Actually, I think this is where her power over him must stem from. He has conceded himself that she makes him miserable, that she’s hard work, and that (and I quote) “it’s not even like she’s that stunning and it makes it all worth it”, yet somehow she still occupies a place in his life…and his bed. I would have given him more credit than being a lad that falls for big boobs and a domineering personality but somehow her sex kitten act has him hooked. She stalks around the place with bright red lipstick, towering heels, and the lowest cut tops you can imagine, and, like an obedient little puppy, he follows with his tongue hanging out. What is wrong with the boy?

And for all of you reading this and attributing my reaction to jealousy, can I just point out that it’s not just me that feels like this. Oh no. Every single one of his best friends has taken me aside to complain about the girl and Dom’s addiction to her. According to them, she’s known in their crowd for being a complete nightmare, apparently she parades around the clubs they go to like she owns the place, and expects every man to fall at her tiny little feet. They can’t stand how she treats Dom, demanding his undivided attention and making a scene every time he fails to live up to her lofty expectations, yet none of them will say anything to him. Instead they bend my ear about it and make me even more exasperated.

On the odd occasion I do get the chance to talk to Dom about it, he just looks forlorn – either defending her with a heartfelt “but she’s so sweet when we’re alone together and no one else sees that” or dropping his head in his hands and vowing to end it. Of course, whenever he attempts that, she breaks out the big guns (so to speak). And the next morning, an array of sex foods from strawberries to crème caramel (yuk) have magically appeared in my fridge, and they hole themselves up in his room for the day. When they finally emerge, she has the smug look of triumph on her face, while poor Dom looks slightly delirious.

To make matters worse, not only have I lost my fun flatmate, I seem to have gained the girlfriend as an honorary one. And let me tell you, she ain’t a bundle of laughs to live with. When she’s not picking a fight with Dom, or trying to look all seductive on the couch, she’s messing around in my kitchen cooking up strange vegetarian dishes that stink the house out (it seems she only breaks her super-healthy diet during their foodie sex sessions). My cupboard and fridge are filling up with gross-looking health foods, various odd-looking meat substitutes, and jar after jar of vitamin and mineral supplements, and my bathroom is overflowing with gloopy blue bath products from Lush. Incidentally, what the hell kind of ‘sex kitten’ shops at Lush and Holland & Barrett – surely it should be champagne, caviar, and Chanel all the way?

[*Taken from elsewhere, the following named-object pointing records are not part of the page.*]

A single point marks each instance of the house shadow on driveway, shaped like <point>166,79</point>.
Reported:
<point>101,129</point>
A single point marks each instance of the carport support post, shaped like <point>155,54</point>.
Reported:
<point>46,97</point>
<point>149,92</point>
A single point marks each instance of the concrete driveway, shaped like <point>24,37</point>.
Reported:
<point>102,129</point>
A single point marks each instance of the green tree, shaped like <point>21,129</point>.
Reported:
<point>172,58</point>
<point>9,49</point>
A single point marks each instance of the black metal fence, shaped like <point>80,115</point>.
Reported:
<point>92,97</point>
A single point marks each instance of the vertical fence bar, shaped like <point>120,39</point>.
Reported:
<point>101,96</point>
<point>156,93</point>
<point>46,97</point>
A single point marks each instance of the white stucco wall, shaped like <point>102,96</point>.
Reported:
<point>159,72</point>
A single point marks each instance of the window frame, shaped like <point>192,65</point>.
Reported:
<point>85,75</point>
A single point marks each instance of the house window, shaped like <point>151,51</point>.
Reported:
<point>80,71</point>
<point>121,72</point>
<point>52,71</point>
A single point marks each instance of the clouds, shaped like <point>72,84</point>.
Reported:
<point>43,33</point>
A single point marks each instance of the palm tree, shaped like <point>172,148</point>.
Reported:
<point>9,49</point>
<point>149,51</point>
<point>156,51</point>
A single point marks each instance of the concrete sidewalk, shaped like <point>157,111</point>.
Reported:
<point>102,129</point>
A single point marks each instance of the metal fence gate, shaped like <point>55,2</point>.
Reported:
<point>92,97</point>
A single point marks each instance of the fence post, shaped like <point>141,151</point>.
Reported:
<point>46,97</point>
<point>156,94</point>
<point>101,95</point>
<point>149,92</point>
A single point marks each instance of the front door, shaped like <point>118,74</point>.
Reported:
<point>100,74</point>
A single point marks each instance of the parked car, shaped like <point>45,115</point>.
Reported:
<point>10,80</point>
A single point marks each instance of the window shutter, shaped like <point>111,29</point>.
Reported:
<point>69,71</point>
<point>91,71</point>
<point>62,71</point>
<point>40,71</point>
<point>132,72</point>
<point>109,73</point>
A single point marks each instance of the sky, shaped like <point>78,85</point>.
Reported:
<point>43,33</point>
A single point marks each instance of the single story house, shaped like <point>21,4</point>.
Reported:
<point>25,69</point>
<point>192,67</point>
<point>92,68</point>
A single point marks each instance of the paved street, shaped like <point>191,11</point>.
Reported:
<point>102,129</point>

Perhaps I should hatch a plan with the boys to stage an intervention. We could lock Dom in his room for a week for a ‘she-devil detox’, ring round some of the old notches on his bedpost to remind him what fun it was to play the field, and force feed him manly food like steak, pizza, and chips to rid the poor boy of the taste of sushi and soya that’s threatening to damage his tastebuds permanently.

Of course what’s more likely to happen is that I’ll continue to try to be supportive as he tears himself apart every other day. I’ll watch quietly as she stomps all over his heart and I’ll be there to pick up the pieces when it all falls apart. There’s really not much else I can do…short of an extermination.